Private sector funding key to solve Auckland transport woes?
An inadequate transport funding model is at the heart of Auckland’s slow pace of action to build a modern, safe roading infrastructure able to cope with the city’s fast growth, says Auckland Business Forum chair Michael Barnett.
Yet it is a problem that can be easily fixed.
Over the past 20 years we have relied solely on central and local government funding to carry out the transport task, but both local and international evidence shows that the pay-as-you-go model funded by taxes and rates is not up to the task – it doesn’t bring in enough money and projects are dragged out over decades when they could be built far sooner.
About half the projects in the United Kingdom’s current transport infrastructure pipeline are now financed and delivered by the private sector. In Sydney, almost the entire motorway system has been funded privately. New South Wales uses the model extensively and is currently investing one billion a month in the 2018/19 budget on road and rail projects – mostly privately financed.
Meanwhile in Auckland there’s scarcely a strategic road being built and the sector remains largely untouched by private finance. This is despite the large sums of private investment going into Auckland’s many business-led growth and development opportunities.

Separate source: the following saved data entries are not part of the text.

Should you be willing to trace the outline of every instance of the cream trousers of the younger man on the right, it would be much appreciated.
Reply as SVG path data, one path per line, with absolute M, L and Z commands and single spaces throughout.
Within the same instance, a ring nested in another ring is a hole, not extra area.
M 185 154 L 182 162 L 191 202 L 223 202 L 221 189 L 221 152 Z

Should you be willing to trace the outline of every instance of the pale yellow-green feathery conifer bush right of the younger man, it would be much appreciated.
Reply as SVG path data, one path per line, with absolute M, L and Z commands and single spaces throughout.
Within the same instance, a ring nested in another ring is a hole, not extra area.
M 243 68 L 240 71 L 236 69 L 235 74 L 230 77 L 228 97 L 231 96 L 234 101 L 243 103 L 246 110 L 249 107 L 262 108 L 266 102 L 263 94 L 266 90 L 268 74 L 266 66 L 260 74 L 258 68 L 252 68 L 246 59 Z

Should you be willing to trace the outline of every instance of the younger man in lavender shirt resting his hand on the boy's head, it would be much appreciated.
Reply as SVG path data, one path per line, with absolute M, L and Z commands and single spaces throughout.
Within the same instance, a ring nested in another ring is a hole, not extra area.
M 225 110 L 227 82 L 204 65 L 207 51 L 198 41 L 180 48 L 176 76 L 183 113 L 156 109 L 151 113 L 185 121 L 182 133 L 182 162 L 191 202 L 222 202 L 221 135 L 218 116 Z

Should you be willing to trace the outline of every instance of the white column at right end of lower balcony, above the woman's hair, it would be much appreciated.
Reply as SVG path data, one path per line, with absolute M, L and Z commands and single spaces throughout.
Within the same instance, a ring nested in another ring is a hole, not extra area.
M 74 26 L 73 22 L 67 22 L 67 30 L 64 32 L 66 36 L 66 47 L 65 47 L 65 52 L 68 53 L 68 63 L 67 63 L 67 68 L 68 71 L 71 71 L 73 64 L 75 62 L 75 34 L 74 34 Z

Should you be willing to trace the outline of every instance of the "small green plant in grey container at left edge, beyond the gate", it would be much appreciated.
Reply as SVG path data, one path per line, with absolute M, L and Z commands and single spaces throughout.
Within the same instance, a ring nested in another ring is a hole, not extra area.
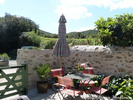
M 7 53 L 0 54 L 0 66 L 8 66 L 10 57 Z

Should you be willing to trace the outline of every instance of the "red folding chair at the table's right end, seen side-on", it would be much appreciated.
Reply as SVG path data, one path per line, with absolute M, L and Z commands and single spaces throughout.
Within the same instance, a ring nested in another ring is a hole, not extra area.
M 100 87 L 94 86 L 94 87 L 92 87 L 91 89 L 89 89 L 88 91 L 89 91 L 89 92 L 96 93 L 96 94 L 99 94 L 99 96 L 101 96 L 102 94 L 104 94 L 105 92 L 108 91 L 108 89 L 102 88 L 102 86 L 109 83 L 109 79 L 110 79 L 111 76 L 112 76 L 112 75 L 109 75 L 109 76 L 105 77 L 105 78 L 102 80 Z

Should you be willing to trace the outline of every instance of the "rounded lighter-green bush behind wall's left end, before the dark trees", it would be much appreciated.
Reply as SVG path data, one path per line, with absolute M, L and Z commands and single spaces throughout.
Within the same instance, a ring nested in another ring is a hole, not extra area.
M 20 36 L 21 47 L 22 46 L 40 46 L 40 36 L 38 36 L 34 31 L 32 32 L 23 32 Z

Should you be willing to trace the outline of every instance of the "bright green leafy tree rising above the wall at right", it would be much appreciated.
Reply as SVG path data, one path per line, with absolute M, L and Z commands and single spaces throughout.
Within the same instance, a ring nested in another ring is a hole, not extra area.
M 117 15 L 116 18 L 100 18 L 95 22 L 102 44 L 116 46 L 133 45 L 133 14 Z

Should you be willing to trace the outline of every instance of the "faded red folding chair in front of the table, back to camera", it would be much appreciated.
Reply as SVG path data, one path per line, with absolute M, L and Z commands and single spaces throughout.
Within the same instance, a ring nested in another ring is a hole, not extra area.
M 83 94 L 82 90 L 74 89 L 74 82 L 71 78 L 60 77 L 60 76 L 58 76 L 57 78 L 58 78 L 58 83 L 64 87 L 63 89 L 58 91 L 59 93 L 62 94 L 63 99 L 65 99 L 63 94 L 71 95 L 74 97 Z

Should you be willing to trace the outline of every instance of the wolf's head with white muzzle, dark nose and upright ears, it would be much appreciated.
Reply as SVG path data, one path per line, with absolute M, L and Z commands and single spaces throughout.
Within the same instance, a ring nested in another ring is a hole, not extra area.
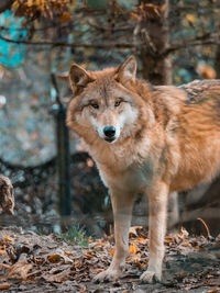
M 136 60 L 131 56 L 118 68 L 87 71 L 74 64 L 69 79 L 74 92 L 67 124 L 79 135 L 97 134 L 108 143 L 129 136 L 139 116 L 139 97 L 132 91 Z

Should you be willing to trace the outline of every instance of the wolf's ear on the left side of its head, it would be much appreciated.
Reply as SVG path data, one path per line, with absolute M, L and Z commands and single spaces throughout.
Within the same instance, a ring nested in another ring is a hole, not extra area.
M 82 88 L 94 81 L 89 74 L 77 64 L 73 64 L 69 69 L 69 80 L 75 94 L 78 94 Z

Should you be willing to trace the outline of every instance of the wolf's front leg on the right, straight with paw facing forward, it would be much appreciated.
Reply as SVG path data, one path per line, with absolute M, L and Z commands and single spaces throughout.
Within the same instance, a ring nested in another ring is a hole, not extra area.
M 147 270 L 141 275 L 146 283 L 161 281 L 166 233 L 168 185 L 160 182 L 148 193 L 150 209 L 150 260 Z

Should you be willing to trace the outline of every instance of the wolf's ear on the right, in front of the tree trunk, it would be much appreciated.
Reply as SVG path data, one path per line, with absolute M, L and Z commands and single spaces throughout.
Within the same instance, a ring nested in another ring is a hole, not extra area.
M 134 56 L 129 57 L 117 70 L 117 80 L 125 82 L 127 80 L 135 80 L 136 77 L 136 59 Z

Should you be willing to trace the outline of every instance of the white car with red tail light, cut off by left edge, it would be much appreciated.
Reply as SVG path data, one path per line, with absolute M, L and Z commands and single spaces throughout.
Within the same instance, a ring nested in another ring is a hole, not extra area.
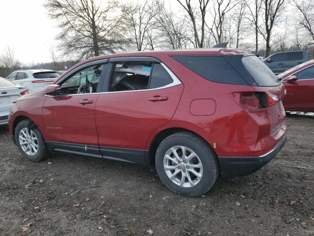
M 13 102 L 26 93 L 29 93 L 26 87 L 0 77 L 0 125 L 8 122 L 8 115 Z

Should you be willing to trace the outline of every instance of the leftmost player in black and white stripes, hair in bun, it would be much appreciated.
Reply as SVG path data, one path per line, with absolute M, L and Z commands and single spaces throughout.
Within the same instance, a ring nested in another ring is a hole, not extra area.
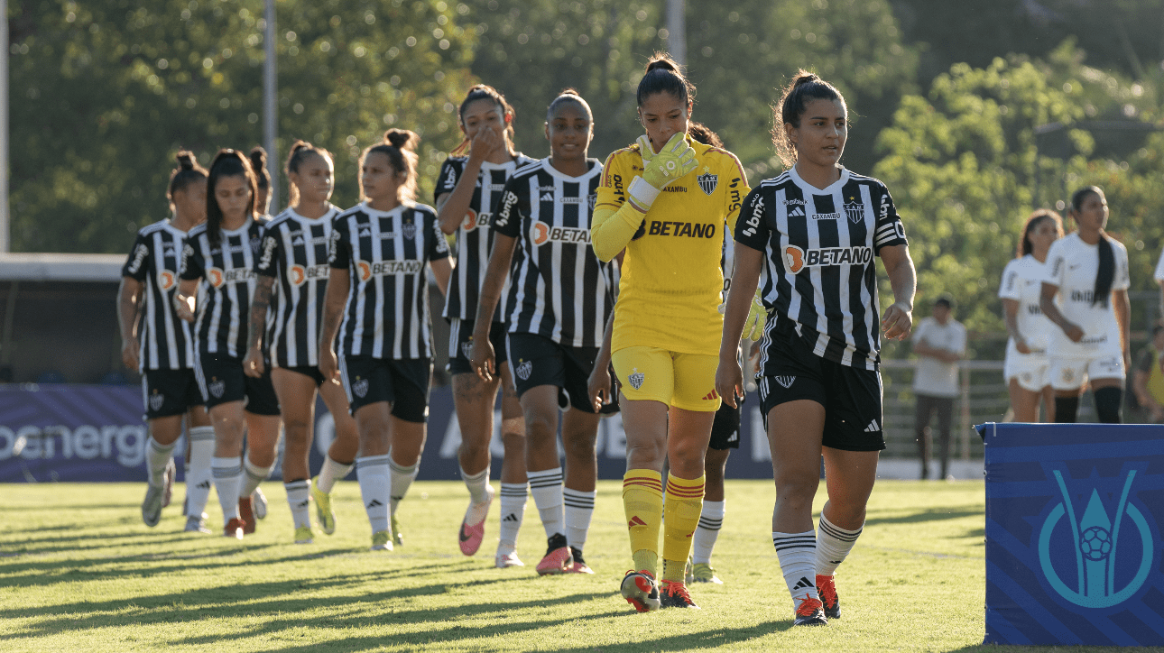
M 182 435 L 185 416 L 191 459 L 186 473 L 186 531 L 208 533 L 203 524 L 203 509 L 211 491 L 214 430 L 194 379 L 190 325 L 175 317 L 172 304 L 182 241 L 186 232 L 206 220 L 206 169 L 185 150 L 178 152 L 177 159 L 178 168 L 170 173 L 165 193 L 173 217 L 137 232 L 134 249 L 121 269 L 118 301 L 121 361 L 142 375 L 149 420 L 142 520 L 147 526 L 157 526 L 162 509 L 170 503 L 173 446 Z

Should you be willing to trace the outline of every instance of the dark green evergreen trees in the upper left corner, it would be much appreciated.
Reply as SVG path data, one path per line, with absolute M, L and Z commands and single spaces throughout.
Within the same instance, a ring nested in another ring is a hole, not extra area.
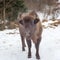
M 0 0 L 0 11 L 5 20 L 16 18 L 19 11 L 26 11 L 26 7 L 23 0 Z

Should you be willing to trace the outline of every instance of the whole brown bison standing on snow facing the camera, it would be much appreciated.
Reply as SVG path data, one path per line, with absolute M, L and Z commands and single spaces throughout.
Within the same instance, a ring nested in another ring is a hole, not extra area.
M 18 15 L 22 50 L 25 51 L 25 40 L 28 45 L 28 58 L 31 58 L 31 41 L 35 43 L 36 58 L 40 59 L 39 44 L 41 42 L 42 24 L 35 11 Z

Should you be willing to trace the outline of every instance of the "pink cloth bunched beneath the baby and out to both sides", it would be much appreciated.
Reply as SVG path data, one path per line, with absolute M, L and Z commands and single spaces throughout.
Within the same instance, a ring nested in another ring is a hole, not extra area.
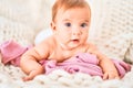
M 30 47 L 22 47 L 14 41 L 7 41 L 0 45 L 0 52 L 2 55 L 3 64 L 12 64 L 19 66 L 21 55 Z M 127 72 L 131 70 L 131 65 L 122 61 L 112 59 L 115 67 L 117 68 L 120 77 L 123 77 Z M 99 66 L 99 59 L 95 55 L 89 53 L 80 53 L 75 56 L 66 59 L 62 63 L 55 61 L 42 61 L 40 62 L 45 67 L 45 74 L 50 74 L 55 69 L 63 69 L 68 73 L 85 73 L 91 76 L 103 76 L 103 72 Z M 109 66 L 110 68 L 110 66 Z

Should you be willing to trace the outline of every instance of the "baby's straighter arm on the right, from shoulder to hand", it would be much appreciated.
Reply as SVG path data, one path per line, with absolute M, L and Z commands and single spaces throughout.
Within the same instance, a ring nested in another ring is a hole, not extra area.
M 90 47 L 91 48 L 89 50 L 89 52 L 96 55 L 100 61 L 99 65 L 101 66 L 104 73 L 103 79 L 120 78 L 117 69 L 114 66 L 114 63 L 105 55 L 103 55 L 93 44 L 90 44 Z

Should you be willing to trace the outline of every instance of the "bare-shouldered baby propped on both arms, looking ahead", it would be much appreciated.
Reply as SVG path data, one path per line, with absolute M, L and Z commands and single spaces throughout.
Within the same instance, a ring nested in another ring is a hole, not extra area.
M 49 59 L 61 63 L 78 53 L 96 55 L 100 61 L 99 66 L 104 73 L 103 79 L 119 78 L 112 61 L 86 41 L 90 22 L 91 9 L 85 0 L 55 0 L 51 22 L 53 34 L 27 51 L 21 57 L 20 67 L 28 74 L 23 80 L 31 80 L 44 73 L 40 61 Z

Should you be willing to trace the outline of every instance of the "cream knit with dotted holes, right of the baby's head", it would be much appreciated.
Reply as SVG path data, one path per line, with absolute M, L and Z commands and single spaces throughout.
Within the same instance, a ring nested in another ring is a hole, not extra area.
M 109 57 L 133 63 L 133 1 L 104 0 L 93 37 Z

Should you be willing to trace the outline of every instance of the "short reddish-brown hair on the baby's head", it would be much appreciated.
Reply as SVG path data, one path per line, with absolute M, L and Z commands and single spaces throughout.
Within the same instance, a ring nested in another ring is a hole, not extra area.
M 90 6 L 85 0 L 55 0 L 55 3 L 52 7 L 52 21 L 55 20 L 59 9 L 63 8 L 63 10 L 65 11 L 71 8 L 84 8 L 84 7 L 88 7 L 90 9 Z

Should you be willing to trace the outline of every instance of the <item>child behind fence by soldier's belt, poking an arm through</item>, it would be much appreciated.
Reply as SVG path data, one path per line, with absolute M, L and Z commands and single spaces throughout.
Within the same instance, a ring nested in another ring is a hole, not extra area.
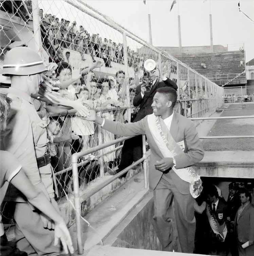
M 48 132 L 48 139 L 49 139 L 50 163 L 54 168 L 54 170 L 56 170 L 57 162 L 58 162 L 56 148 L 58 146 L 58 143 L 67 141 L 69 139 L 76 140 L 76 139 L 79 139 L 79 136 L 75 133 L 58 136 L 61 132 L 60 122 L 55 118 L 52 118 L 50 120 L 50 123 L 48 124 L 47 132 Z

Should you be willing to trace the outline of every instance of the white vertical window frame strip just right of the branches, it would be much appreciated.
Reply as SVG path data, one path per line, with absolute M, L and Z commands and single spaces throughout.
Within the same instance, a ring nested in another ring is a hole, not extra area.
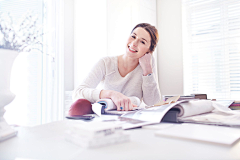
M 44 1 L 42 123 L 64 116 L 64 0 Z

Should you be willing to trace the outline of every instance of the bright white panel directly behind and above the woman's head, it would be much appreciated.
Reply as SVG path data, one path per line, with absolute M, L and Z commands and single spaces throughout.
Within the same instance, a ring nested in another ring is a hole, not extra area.
M 125 53 L 127 39 L 138 23 L 156 25 L 156 0 L 108 0 L 108 55 Z

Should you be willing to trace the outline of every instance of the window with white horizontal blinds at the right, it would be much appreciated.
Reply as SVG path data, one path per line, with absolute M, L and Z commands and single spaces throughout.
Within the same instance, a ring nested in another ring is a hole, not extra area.
M 240 1 L 183 0 L 184 94 L 239 99 Z

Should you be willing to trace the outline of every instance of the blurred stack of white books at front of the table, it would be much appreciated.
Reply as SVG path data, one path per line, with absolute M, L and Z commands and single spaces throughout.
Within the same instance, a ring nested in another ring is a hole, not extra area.
M 65 139 L 84 148 L 96 148 L 129 141 L 130 135 L 125 132 L 121 125 L 108 122 L 72 123 Z

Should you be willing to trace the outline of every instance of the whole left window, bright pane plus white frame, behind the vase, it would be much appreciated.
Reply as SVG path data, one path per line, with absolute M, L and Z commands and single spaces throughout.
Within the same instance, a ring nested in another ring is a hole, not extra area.
M 63 0 L 2 0 L 0 12 L 16 22 L 31 13 L 42 26 L 43 47 L 22 52 L 11 77 L 15 99 L 5 107 L 10 124 L 34 126 L 63 118 Z

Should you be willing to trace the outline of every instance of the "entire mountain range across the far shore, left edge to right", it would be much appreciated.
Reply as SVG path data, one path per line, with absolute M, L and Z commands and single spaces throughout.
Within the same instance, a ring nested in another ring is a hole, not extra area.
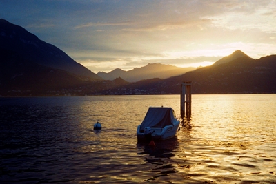
M 236 50 L 213 65 L 177 68 L 150 63 L 95 74 L 59 48 L 0 19 L 0 96 L 276 93 L 276 55 L 253 59 Z

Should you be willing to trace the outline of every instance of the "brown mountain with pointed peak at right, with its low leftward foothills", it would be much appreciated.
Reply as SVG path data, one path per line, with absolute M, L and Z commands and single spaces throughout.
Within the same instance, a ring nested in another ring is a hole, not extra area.
M 217 62 L 168 79 L 129 83 L 119 77 L 92 94 L 180 94 L 184 81 L 192 83 L 192 94 L 276 93 L 276 55 L 253 59 L 236 50 Z

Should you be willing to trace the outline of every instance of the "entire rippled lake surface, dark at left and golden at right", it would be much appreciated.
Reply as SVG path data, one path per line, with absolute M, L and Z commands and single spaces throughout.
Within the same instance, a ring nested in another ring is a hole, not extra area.
M 0 183 L 276 183 L 276 94 L 192 99 L 150 147 L 137 125 L 149 106 L 179 114 L 179 95 L 0 98 Z

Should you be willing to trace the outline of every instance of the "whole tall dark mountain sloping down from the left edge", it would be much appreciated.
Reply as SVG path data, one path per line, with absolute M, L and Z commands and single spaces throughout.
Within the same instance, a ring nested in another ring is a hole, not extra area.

Unveiling the Forum’s 2019 Priority Transport
Investment Package (see below), Barnett noted that the list
included critically needed ‘ready to go’ improvements to
long-standing over-congested parts of the city’s transport
network in south Auckland and the North Shore.
“We see
an opportunity to make 2019 a turnaround year for transport
investment in Auckland,” says Barnett. “A change of
attitude to use private finance to fast-track action to
deliver critically needed transport infrastructure would go
a long way to fixing Auckland.”
Leveraging an accelerated “catch-up” pipeline of private sector investment opportunities in the transport sector is an area the Auckland Business Forum can assist.
If Auckland is to get on top of the city’s chronic traffic congestion challenges and stay an attractive and globally competitive city, it must increase the role for private capital in transport infrastructure development – without this shared agenda Auckland will stay on the back-foot and underperforming.